FRANKFURT (Reuters) - Activist investor Elliott wants Thyssenkrupp (TKAG.DE) to give its business divisions more autonomy to pursue promising ventures, an Elliott executive told German daily Die Welt, following a leadership crisis at the German engineering group.
FILE PHOTO: Thyssenkrupp's logo is seen close to the elevator test tower in Rottweil, Germany, September 25, 2017. REUTERS/Michaela Rehle/File Photo
Interim executives are taking the helm at Thyssen after CEO Heinrich Hiesinger and Chairman Ulrich Lehner resigned in July. Both had been at odds with investors demanding an overhaul of the industrial conglomerate.
“To become more successful, what Thyssenkrupp needs (is) more freedom to act by the corporate divisions, a more entrepreneurial approach, leaner headquarters and a more agile, flexible structure to seize opportunities,” Elliott executive Franck Tuil told newspaper Die Welt.
He cited joint ventures, a more streamlined portfolio or acquisitions as possible opportunities.

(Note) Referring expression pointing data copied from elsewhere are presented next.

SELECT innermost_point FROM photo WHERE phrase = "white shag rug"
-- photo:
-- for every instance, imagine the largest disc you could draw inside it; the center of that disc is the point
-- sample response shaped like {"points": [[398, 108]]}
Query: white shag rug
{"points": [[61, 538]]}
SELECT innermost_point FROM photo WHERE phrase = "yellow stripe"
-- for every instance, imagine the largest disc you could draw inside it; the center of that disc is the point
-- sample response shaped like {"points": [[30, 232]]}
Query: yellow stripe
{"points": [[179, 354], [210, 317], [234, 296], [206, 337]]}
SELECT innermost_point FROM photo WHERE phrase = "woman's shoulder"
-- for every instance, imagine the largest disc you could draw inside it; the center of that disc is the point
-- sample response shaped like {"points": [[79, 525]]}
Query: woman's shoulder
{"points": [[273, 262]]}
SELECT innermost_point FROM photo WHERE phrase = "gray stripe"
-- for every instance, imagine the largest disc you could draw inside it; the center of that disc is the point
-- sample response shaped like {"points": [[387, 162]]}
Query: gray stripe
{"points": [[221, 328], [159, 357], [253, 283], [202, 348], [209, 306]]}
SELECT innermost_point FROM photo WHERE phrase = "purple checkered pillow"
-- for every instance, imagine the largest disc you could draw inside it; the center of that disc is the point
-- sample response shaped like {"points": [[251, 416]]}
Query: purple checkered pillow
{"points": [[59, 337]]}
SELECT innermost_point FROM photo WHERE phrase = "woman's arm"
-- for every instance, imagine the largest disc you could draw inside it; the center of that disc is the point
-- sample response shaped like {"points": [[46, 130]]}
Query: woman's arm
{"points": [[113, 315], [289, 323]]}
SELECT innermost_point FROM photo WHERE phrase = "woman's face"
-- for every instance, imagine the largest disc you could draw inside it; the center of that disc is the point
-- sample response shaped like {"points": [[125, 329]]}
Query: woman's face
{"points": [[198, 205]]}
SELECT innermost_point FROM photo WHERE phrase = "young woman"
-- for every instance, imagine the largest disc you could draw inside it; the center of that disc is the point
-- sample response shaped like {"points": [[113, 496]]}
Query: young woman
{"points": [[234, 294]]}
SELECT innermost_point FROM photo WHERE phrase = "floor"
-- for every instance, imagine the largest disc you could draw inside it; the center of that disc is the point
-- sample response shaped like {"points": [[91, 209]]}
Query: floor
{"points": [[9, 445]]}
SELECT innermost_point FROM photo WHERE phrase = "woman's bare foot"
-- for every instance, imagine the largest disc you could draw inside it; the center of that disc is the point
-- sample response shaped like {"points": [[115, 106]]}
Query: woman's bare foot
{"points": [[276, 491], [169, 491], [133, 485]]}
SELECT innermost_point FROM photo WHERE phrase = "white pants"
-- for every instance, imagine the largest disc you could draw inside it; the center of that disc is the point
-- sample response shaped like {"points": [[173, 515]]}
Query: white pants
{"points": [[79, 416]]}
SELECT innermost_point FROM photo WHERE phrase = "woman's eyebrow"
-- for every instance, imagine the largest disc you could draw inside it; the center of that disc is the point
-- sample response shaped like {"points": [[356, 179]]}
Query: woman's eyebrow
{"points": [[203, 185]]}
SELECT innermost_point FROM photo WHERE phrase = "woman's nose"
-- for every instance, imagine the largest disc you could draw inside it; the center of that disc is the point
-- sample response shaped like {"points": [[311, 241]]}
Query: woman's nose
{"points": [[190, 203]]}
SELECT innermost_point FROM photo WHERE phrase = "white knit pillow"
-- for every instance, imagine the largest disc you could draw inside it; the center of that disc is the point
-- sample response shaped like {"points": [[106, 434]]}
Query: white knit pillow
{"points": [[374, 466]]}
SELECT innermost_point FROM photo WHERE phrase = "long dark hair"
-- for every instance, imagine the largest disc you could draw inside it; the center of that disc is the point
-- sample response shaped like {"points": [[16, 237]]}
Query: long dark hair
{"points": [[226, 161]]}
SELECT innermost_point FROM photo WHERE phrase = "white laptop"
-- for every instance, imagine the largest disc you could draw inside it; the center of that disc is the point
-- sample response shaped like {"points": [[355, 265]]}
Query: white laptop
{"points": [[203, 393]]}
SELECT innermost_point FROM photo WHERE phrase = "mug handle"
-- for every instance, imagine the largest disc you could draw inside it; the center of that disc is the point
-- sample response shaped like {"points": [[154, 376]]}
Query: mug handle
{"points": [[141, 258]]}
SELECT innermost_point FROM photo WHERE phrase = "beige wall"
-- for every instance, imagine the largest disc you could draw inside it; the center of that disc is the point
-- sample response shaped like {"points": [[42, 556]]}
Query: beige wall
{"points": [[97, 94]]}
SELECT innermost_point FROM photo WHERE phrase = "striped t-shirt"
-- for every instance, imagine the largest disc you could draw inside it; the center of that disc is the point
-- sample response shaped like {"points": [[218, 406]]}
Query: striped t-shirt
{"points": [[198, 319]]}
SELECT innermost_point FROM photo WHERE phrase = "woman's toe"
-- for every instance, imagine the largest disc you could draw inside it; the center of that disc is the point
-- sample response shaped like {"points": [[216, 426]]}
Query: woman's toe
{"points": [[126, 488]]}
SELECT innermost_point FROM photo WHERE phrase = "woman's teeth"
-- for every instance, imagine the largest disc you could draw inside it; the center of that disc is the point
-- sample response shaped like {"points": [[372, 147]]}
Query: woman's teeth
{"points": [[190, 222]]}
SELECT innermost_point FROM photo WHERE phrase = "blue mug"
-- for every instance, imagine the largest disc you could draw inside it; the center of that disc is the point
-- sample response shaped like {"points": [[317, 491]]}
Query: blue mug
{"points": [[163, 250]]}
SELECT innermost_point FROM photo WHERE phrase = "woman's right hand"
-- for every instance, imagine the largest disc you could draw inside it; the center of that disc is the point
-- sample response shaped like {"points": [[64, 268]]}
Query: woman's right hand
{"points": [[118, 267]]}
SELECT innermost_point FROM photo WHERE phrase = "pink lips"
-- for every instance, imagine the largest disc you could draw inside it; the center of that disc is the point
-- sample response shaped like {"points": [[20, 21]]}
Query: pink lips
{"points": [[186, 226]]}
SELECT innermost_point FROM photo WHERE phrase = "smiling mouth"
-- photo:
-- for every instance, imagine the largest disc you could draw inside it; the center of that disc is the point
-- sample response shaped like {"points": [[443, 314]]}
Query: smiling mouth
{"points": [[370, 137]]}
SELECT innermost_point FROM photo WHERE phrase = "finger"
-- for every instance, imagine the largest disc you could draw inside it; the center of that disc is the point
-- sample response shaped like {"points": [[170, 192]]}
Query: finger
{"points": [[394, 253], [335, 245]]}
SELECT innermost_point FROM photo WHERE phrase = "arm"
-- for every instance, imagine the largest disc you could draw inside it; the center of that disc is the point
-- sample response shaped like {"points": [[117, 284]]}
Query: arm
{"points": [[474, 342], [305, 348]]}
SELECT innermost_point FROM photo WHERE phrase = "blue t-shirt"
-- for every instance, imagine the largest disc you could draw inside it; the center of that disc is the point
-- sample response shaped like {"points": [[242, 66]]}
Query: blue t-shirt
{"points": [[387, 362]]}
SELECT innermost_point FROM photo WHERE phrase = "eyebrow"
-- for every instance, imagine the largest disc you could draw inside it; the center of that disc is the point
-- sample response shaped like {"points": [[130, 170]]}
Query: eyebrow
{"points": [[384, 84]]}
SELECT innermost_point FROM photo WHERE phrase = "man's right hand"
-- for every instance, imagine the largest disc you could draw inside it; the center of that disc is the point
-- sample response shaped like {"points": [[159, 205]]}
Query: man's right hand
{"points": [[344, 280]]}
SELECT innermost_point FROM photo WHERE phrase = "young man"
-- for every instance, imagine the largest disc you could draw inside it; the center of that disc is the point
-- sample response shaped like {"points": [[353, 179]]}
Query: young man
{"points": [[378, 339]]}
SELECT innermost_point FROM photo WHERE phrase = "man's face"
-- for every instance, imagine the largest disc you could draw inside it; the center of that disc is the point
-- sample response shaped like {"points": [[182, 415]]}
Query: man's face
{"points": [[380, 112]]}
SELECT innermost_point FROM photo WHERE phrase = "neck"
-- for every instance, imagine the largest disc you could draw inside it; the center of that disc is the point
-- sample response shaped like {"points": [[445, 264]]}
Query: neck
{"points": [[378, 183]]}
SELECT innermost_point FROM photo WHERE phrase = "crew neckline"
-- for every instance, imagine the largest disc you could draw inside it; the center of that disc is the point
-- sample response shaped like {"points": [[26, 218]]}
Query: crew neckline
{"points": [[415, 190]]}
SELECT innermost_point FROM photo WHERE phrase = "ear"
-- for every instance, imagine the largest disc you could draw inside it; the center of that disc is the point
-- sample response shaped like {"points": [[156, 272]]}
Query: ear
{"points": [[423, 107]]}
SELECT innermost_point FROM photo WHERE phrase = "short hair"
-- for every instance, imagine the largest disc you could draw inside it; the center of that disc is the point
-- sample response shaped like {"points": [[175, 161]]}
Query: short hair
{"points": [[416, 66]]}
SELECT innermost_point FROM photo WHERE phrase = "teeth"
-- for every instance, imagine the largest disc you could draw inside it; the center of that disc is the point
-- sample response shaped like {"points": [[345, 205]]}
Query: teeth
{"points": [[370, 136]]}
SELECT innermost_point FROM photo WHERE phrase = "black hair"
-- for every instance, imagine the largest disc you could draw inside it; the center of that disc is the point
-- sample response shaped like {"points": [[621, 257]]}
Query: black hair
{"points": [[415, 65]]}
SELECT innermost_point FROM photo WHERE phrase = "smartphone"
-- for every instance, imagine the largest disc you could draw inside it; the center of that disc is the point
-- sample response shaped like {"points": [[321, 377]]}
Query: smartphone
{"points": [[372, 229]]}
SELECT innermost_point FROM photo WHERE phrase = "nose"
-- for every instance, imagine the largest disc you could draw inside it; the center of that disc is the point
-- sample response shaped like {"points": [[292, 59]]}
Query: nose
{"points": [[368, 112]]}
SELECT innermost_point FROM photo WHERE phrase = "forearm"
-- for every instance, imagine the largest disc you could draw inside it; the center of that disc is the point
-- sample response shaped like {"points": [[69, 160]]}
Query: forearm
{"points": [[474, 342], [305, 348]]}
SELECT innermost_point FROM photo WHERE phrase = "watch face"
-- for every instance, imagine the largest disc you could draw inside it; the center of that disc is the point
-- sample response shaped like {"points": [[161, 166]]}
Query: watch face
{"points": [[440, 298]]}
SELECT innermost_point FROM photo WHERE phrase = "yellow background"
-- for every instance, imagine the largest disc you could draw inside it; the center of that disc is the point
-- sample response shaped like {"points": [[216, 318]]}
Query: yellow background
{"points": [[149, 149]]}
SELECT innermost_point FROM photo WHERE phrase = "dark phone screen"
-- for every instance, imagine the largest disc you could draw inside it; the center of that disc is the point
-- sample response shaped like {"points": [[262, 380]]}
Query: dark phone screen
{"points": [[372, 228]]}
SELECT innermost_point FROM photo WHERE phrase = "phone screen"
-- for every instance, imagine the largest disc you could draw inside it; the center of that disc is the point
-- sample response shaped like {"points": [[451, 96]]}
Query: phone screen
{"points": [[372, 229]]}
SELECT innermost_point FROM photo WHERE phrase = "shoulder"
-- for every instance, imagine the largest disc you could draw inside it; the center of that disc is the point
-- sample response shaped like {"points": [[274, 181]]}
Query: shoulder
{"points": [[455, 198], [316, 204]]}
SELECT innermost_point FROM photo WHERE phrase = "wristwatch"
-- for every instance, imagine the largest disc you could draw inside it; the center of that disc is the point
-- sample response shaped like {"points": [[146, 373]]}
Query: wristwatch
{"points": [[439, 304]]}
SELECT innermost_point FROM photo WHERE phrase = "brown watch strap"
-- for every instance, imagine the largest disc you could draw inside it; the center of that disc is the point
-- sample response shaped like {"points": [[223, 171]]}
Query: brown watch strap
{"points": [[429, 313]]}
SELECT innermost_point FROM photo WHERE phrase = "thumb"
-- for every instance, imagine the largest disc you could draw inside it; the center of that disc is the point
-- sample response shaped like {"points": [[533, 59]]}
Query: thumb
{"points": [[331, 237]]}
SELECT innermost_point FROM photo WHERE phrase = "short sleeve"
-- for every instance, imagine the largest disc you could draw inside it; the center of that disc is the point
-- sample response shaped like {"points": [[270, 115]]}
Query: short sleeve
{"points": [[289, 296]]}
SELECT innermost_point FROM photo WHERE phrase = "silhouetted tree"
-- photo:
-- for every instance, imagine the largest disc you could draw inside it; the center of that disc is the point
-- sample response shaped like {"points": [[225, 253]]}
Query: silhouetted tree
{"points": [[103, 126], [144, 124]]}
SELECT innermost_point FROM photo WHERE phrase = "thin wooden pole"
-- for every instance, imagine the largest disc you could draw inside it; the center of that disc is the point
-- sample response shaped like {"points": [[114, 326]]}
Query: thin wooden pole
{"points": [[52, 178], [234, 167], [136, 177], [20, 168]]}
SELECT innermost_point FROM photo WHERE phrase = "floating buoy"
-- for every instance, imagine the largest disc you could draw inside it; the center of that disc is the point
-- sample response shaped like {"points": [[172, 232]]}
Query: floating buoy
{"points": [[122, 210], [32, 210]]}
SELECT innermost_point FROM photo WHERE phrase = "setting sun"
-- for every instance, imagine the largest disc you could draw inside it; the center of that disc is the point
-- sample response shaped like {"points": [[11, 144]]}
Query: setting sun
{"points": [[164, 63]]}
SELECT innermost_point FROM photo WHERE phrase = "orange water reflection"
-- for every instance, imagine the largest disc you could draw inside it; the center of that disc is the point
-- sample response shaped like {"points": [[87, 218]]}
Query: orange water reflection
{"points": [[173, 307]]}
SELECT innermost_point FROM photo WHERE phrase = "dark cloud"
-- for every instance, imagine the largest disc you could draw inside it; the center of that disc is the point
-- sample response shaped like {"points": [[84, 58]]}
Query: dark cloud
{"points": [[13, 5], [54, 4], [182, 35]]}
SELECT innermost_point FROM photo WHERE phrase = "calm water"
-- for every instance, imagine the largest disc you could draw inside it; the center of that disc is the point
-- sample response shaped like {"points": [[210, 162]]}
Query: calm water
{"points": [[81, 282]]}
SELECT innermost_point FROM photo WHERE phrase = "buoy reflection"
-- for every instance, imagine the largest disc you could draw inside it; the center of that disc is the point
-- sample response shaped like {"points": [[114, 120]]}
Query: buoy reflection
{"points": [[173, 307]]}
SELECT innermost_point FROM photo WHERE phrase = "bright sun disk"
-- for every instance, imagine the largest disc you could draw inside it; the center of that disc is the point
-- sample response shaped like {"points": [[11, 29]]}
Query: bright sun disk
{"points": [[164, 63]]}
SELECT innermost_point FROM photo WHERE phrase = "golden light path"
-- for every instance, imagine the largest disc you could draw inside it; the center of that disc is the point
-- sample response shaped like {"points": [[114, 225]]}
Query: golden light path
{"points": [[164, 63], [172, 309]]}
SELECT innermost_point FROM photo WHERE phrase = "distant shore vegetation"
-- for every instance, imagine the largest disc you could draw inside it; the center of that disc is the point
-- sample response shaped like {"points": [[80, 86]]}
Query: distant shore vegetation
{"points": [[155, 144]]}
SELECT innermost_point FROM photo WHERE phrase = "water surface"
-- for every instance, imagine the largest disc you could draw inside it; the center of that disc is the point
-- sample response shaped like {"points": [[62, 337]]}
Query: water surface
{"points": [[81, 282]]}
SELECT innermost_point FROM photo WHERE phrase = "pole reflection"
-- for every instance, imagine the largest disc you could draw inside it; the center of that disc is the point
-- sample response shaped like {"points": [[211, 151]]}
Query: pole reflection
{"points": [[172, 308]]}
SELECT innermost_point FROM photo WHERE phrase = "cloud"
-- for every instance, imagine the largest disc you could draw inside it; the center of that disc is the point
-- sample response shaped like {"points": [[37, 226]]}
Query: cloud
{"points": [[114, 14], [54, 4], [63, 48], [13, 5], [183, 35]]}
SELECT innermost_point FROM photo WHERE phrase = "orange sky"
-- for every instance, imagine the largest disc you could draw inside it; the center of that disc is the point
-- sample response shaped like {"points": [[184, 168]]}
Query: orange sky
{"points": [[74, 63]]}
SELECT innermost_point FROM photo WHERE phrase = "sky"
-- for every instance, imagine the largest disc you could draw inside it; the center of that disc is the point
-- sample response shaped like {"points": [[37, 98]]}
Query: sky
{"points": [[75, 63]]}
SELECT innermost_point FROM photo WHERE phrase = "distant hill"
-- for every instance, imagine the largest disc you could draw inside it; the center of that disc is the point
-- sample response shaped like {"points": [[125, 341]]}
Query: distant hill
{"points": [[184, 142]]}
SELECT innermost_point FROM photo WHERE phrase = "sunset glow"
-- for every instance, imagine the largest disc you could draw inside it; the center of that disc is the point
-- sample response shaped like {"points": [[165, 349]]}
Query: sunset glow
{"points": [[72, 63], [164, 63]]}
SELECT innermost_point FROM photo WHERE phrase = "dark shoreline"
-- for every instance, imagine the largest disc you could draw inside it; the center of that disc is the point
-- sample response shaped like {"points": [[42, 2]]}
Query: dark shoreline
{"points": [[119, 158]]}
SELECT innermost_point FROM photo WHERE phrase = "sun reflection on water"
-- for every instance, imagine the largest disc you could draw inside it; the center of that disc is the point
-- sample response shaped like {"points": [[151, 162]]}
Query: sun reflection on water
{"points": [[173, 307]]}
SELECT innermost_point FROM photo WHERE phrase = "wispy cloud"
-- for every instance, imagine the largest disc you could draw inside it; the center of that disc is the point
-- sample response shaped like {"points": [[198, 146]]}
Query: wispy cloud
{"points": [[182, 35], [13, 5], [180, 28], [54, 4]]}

In the interview, Tuil reiterated previous statements by Elliott that the activist investor was not seeking a wholesale break-up of Thyssen, though smaller divestments could be on the cards, he said. Elliott owns a stake of below 3 percent in the German conglomerate, according to its latest filings.
Thyssen, which is combining its steel business with rival Tata Steel (TISC.NS), earlier cut its full-year profit forecast on cost overruns at plant engineering and ship building projects.